L’essentiel du Livre I traite de la réalité – ou « nature des choses » – au sens le plus général, c’est-à-dire énonce ce qui vaut de tout attribut. Or c’est une grande originalité de Spinoza que d’aborder tous les genres d’être de manière équivalente, et de leur attribuer des propriétés communes (nécessité, infinité, indivisibilité), sans aucun privilège donné à l’un ou l’autre de ces genres d’être.
Or, cette équivalence des genres d’être pose d’emblée un problème en ce qui concerne l’étendue et son indivisibilité : en effet, la corporéité est généralement conçue comme divisible.
Guéroult : « la divisibilité de la matière constitue l’argument massue traditionnellement invoqué pour rejeter l’étendue hors de la substance divine. » (211).
L’enjeu est également celui de la « corporéité » ou de l’incorporéité de Dieu.
Sur ce point les Principes (I, prop 16) avaient déjà montré que Dieu n’est pas corporel, en un premier sens (Dieu n’est pas un corps, n’est pas un mode de l’étendue), sinon il serait divisible.
En particulier, Descartes opposait la divisibilité de la substance étendue à l’indivisibilité de la substance pensée, ce qui fonde son « dualisme », dualisme précisément rejeté par Spinoza.
La distinction fondamentale entre substance et modes permet à Spinoza d’affirmer conjointement, et ce contre Descartes notamment :
– que l’étendue conçue comme substance est indivisible comme tous les autres attributs (seule l’imagination, confondant substance et modes, nous la fait percevoir comme divisible) ; c’est en ce sens qu’il faudra dire que « Dieu est chose étendue (res extensa) » (2, prop. 2).
– que la pensée conçue au niveau des modes est autant « divisible » que l’étendue lorsque celle-ci est conçue elle-même modalement.
Spinoza complique donc la question du divisible/indivisible, du fait de la distinction entre substance et modes :
– toute substance (et la substance infiniment infinie) est indivisible, non composé de parties : les attributs ne sont pas des parties de la substance ( = tout), ne sont pas les éléments composant un ensemble ;
– l’étendue elle-même comme substance/attribut est indivisible (en tant qu’infinie, nécessaire, etc.) ; L’attribut étendue n’est pas la somme de tous les corps étendus ;
– l’étendue comme modes, l’étendue « modifiée », les modifications de l’étendue sont divisibles : non pas cependant une division réelle mais seulement modale.
E, 1, 15, scolie
C’est l’imagination (sens) qui nous révèle une étendue divisible (le divers, le multiple phénoménal) et l’entendement qui nous fait concevoir celle-ci comme « infinie, unique, indivisible ».

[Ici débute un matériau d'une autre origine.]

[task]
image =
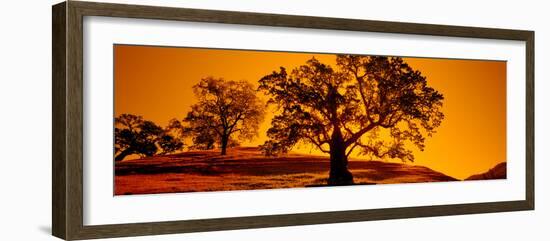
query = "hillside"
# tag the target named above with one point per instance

L’enjeu de ce scolie pour Spinoza est à la fois d’assurer qu’en un certain sens Dieu est corporel (contre les préjugés des théologiens et des philosophes), mais qu’il n’est pas ou qu’il n’a pas un corps au sens empirique (et modal) du terme (contre les préjugés de la foule).
D’abord contre ceux qui pensent – de manière anthropomorphique – que Dieu a un corps au sens courant de l’expression. (De même Dieu n’est pas une âme ou n’a pas une âme). Ceux-ci sont rapidement congédiés.
Ensuite contre ceux qui disent que Dieu n’a rien de corporel du tout : les lois des corps, la légalité de l’étendue appartiennent à l’essence divine, la nécessité des lois de l’étendue (« chose étendue »). C’est l’étendue ainsi comprise – comme les lois nécessaires, éternelles et universelles de l’étendue – qui est indivisible, au sens où elle s’exprime de manière unitaire et complète dans chacun des modes de l’étendue.
Au contraire, nier que l’étendue ainsi comprise appartienne à Dieu, c’est s’interdire de la comprendre : en effet, si elle n’appartient pas à Dieu, si ce n’est pas une réalité substantielle (= un attribut divin), c’est qu’elle n’est pas cause de soi, et qu’il faut donc supposer qu’elle ait été « créée » : comment comprendre qu’existe ce qui n’existe pas par soi ? Or la notion de création est pour Spinoza un non-sens (et implique une certaine impuissance de Dieu, cf. I, 17, scolie notamment).
Les théologiens et les philosophes tels Descartes refusent d’attribuer l’étendue à Dieu au nom de son indivisibilité : l’étendue étant caractérisée (selon eux) par sa divisibilité infinie, elle est contradictoire avec l’unité de la nature divine et sa perfection.
Ainsi Descartes : « Parce que l’extension constitue la nature du corps, et que ce qui est étendu peut être divisé en plusieurs parties, et que cela marque du défaut, nous concluons que Dieu n’est point un corps » (Principes de la philosophie, I, 23).
En ce sens, ils ont partiellement raison : l’unité substantielle exclut bel et bien toute divisibilité/discontinuité ; mais ils ont tort cependant de penser l’étendue elle-même comme divisible.
Une fois exclue la divisibilité de l’étendue – du fait de son infinité, il n’est plus contradictoire – bien au contraire – d’attribuer l’étendue à la substance divine.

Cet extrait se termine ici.